Avec la deuxième labellisation, en 2020, quels progrès avez-vous enregistrés ?

Entre-temps, les axes de recherche de l’équipe se sont étendus. Nous avons progressé par exemple dans la compréhension des dialogues entre les organes (le cerveau, le cœur, le foie, l’intestin…) et le tissu adipeux, considéré aujourd’hui comme un organe à part entière qui sécrète des hormones et interagit avec tout l’organisme, ou encore sur l’implication du système immunitaire et de l’inflammation dans l’obésité. Et c’est là où fibrose et inflammation se rejoignent : nous avons en effet découvert que les mécanismes conduisant à la fibrose mettent en jeu des interactions avec des cellules immunitaires infiltrées dans le tissu adipeux.

Nous avons alors développé une stratégie pour interférer avec cette voie. Grâce aussi à un financement de prématuration obtenu en 2023, ce travail porte aujourd’hui ses fruits, car nous venons de montrer que l’administration conjointe de deux molécules déjà sur le marché (un anti-inflammatoire classique et un médicament contre la fibrose pulmonaire) parvient à stopper la fibrose et à limiter la perte des fonctions essentielles du tissu adipeux chez des souris qui miment la maladie. C’est une preuve de concept, avec l’espoir de pouvoir tester cette approche dans des essais cliniques. À terme, notre idée est d’être capable de restaurer la plasticité du tissu adipeux.

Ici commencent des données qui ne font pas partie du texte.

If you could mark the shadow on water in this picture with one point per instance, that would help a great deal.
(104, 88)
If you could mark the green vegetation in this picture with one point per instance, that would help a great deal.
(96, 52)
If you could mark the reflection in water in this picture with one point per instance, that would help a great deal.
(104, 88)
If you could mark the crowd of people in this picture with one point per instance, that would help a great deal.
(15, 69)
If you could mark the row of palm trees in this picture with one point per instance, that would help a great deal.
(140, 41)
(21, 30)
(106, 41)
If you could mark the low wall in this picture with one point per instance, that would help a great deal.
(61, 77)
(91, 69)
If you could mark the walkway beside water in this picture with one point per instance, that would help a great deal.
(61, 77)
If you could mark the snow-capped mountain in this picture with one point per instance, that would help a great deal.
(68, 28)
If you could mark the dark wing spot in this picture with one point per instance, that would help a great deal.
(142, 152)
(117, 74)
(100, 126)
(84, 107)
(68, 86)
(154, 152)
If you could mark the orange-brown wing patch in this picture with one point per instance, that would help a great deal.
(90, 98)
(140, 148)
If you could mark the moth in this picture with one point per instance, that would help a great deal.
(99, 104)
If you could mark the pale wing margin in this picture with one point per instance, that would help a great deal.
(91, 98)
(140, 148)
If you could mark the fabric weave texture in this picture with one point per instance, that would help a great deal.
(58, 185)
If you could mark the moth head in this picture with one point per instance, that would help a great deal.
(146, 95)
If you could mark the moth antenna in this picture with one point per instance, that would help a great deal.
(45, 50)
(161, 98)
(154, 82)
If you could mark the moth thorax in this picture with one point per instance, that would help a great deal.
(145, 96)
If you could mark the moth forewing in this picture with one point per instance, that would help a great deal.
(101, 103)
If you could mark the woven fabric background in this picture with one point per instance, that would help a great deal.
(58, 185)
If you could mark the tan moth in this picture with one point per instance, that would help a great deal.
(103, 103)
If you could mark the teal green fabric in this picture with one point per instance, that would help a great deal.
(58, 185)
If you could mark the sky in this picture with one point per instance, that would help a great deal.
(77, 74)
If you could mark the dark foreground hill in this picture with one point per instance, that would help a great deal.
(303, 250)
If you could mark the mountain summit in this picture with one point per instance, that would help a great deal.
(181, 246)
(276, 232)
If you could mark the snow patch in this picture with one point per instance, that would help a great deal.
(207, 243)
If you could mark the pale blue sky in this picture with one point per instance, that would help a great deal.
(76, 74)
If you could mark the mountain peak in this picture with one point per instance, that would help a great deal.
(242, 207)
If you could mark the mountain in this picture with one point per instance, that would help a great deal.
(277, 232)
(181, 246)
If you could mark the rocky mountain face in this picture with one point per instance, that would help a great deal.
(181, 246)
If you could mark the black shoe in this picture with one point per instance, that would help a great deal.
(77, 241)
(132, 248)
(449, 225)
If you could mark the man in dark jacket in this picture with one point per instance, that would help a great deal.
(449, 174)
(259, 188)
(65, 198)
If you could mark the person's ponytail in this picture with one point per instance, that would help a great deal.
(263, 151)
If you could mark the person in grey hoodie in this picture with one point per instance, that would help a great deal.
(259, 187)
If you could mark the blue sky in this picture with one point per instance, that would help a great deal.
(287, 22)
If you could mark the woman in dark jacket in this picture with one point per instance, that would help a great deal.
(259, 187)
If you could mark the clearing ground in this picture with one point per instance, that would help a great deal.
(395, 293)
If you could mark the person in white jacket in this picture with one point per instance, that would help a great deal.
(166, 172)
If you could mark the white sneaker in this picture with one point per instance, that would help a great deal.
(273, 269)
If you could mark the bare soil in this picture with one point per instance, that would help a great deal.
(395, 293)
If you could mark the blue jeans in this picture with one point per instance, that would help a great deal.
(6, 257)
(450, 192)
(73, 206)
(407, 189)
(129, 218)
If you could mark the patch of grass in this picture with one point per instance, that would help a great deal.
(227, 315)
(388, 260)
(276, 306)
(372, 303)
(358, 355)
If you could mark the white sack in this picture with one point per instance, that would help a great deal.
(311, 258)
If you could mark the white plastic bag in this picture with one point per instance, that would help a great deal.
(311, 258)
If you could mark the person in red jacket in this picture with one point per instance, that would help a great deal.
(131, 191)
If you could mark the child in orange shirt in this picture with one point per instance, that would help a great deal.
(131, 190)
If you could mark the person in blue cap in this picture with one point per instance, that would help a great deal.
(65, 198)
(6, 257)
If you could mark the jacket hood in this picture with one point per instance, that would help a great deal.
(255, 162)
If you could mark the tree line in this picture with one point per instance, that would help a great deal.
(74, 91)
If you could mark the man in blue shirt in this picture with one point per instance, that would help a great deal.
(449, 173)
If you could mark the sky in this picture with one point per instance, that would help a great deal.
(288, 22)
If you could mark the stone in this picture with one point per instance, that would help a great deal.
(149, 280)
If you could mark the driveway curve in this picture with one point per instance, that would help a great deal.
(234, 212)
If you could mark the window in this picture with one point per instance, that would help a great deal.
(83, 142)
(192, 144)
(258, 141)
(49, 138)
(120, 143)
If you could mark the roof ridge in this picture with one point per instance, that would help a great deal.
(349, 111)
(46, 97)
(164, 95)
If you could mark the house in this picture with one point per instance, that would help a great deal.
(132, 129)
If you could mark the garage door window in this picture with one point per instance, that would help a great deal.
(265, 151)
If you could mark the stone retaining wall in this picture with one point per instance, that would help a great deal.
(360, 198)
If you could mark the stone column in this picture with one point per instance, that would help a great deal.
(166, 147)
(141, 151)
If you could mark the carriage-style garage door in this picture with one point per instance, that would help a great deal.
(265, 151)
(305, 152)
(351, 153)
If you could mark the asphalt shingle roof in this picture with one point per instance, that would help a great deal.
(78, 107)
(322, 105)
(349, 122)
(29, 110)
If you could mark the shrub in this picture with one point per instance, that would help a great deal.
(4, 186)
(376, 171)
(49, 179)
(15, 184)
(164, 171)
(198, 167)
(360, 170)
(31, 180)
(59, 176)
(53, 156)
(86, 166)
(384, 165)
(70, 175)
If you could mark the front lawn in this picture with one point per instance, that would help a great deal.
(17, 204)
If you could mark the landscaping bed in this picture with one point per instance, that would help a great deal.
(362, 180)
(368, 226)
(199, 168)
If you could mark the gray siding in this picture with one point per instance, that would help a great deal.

Que permet aussi le label Équipe FRM et qui vous semble particulièrement intéressant ?

C’est d’abord un label de qualité, particulièrement apprécié dans le milieu scientifique académique. À l’heure où les financements de la recherche sont toujours plus difficiles à obtenir, l’atout majeur de la FRM est l’accompagnement des chercheurs dans la durée pour donner à la recherche le temps long dont elle a besoin. Et les possibilités qu’offrent ses appels à projets à tous les stades de la recherche, pour les doctorants, postdoctorants, les équipes, etc., sont en phase avec les besoins des laboratoires. Un autre point important est la communication grand public qui est réalisée par la FRM et dont les chercheurs soutenus bénéficient : l’exposé de nos projets et de leurs avancées sur Internet ou même plus largement, comme lorsque Thierry Lhermitte a visité notre laboratoire et fait une chronique sur France Inter. Cela permet de faire connaître nos travaux et, surtout, de relayer des messages de santé publique essentiels. C’est crucial dans l’obésité, qui est une maladie chronique complexe et encore trop stigmatisée ! Nous menons aussi des études cliniques et cela permet de sensibiliser des personnes volontaires qui souhaiteraient y participer.

Equipe Karine Clément

Lexique

  1. Fontbonne, A.; Currie, A.; Tounian, P.; Picot, M.-C.; Foulatier, O.; Nedelcu, M.; Nocca, D. Prevalence of Overweight and Obesity in France: The 2020 Obepi-Roche Study by the “Ligue Contre l’Obésité”. J. Clin. Med. 2023, 12, 925.

  2. Fibrose : remplacement d’un tissu sain (ici le tissu adipeux) par un tissu fibreux qui n’a plus la même fonctionnalité.